James DiMaggio killed, Hannah Anderson found safe (CBS News)
A San Diego father and the daughter whose disappearance set off a tense, weeklong manhunt were expected to be reunited Sunday, a day after after she was rescued and her accused kidnapper was fatally shot in rural Idaho.
Authorities on Sunday continued to swarm the backwoods wilderness area where James DiMaggio, 40, was killed by an FBI agent late Saturday after law enforcement officials spotted DiMaggio's isolated campsite 70 miles from Boise.
San Diego Sheriff Bill Gore said Hannah Anderson, 16, was "successfully rescued and appears to be in good shape."
The tragic saga, which kicked off Amber Alerts at least four states, began Aug. 4 when the San Diego Sheriff's Department says it appears that DiMaggio kidnapped Hannah after killing her mother, Christina Anderson, and her younger brother, Ethan. Their bodies were found in DiMaggio's burning California home near the Mexican border.
After her rescue, Hannah was taken to a hospital for evaluation. Her father, Brett Anderson, described a range of emotion in a text message to CNN, AP reported early Sunday.
"I am nervous excited saddened 4 my wife and son and worried what my daughter has been through," he wrote to the network. "It's now healing time. Keep us in your prayers."
Authorities said DiMaggio was "infatuated" with Hannah. Her father said his kids had referred to DiMaggio as "Uncle Jim" and that he promised to watch over his family.
FBI victim specialists will work with Hannah and her family to get them the resources they need as they come to terms with the tragedy, FBI Special Agent Mary Rook said. "As grateful as we are that she is recovered safely, we also remember the victims who lost their lives."
An Amber Alert had been issued for both children, but Friday night authorities confirmed that the remains found in DiMaggio's home matched the DNA of Ethan, 8.

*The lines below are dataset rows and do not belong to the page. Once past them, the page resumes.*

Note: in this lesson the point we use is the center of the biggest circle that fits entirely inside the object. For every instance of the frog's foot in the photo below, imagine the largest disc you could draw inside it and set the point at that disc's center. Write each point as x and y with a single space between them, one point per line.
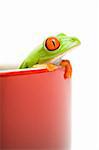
68 68
49 66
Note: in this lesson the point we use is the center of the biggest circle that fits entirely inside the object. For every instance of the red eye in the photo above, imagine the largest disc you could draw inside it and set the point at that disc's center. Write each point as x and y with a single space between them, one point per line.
52 43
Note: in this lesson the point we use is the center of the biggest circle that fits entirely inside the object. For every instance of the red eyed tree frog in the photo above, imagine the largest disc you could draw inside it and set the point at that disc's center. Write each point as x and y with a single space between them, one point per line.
49 53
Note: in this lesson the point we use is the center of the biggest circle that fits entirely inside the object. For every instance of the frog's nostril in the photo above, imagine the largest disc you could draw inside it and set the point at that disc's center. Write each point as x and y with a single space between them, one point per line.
52 43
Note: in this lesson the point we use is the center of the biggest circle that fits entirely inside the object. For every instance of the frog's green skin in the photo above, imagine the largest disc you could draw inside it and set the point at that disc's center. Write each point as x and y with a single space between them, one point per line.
41 55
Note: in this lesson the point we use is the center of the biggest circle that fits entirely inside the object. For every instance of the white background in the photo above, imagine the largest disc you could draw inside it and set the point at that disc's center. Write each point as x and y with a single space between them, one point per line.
25 23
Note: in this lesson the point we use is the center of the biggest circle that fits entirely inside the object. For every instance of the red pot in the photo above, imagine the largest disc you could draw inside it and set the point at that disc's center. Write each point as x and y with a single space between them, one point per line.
34 110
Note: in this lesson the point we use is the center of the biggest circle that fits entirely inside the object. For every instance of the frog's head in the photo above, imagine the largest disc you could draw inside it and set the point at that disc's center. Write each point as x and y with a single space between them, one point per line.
57 46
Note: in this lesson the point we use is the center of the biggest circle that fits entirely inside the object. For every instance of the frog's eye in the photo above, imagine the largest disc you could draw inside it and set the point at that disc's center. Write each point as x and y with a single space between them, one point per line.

On Wednesday, a man on horseback in Idaho's Frank Church-River of No Return Wilderness Area reported seeing DiMaggio and Hannah in hiking gear and backpacks. Idaho authorities said the rider didn't realize the pair were being sought until he got home and recognized them on news reports.
DiMaggio's Nissan Versa, covered with brush and missing its California license plates, was found Friday morning near a trailhead in the wilderness area. Authorities had suspected the car may have been booby-trapped, but no explosives were found in or around the vehicle. DiMaggio had been considered armed and dangerous, authorities said.
About 200 law enforcement officials - mostly FBI agents - descended on a 320-square-mile section of the wilderness area, a mostly roadless, rugged, heavily wooded forest in central Idaho about 70 miles northeast of Boise.
A helicopter search team spotted DiMaggio's campsite, and a ground team was sent in. DiMaggio was shot and killed by an FBI tactical agent at the north end of idaho's Morehead Lake at around 5:20 p.m. local time, 7:20 p.m. ET, Saturday, Gore said.
"Obviously we would've liked Mr. DiMaggio to surrender and face justice in the court of law but that's not going to be the case," Gore said.
Teams from the Valley County and Ada County Sheriff's departments, U.S Marshals Service, Homeland Security, Border Patrol, Idaho Army National Guard and Idaho State Police were part of the search-and-rescue operations, according to Andrea Dearden, an Ada County Sheriff's Department spokeswoman.
The rescue was "truly was a joint effort," he said, adding that Hannah's father was immediately notified of his daughter's rescue. "Obviously he's elated that we found his daughter is alive and plans are being made now to reunite him with his daughter."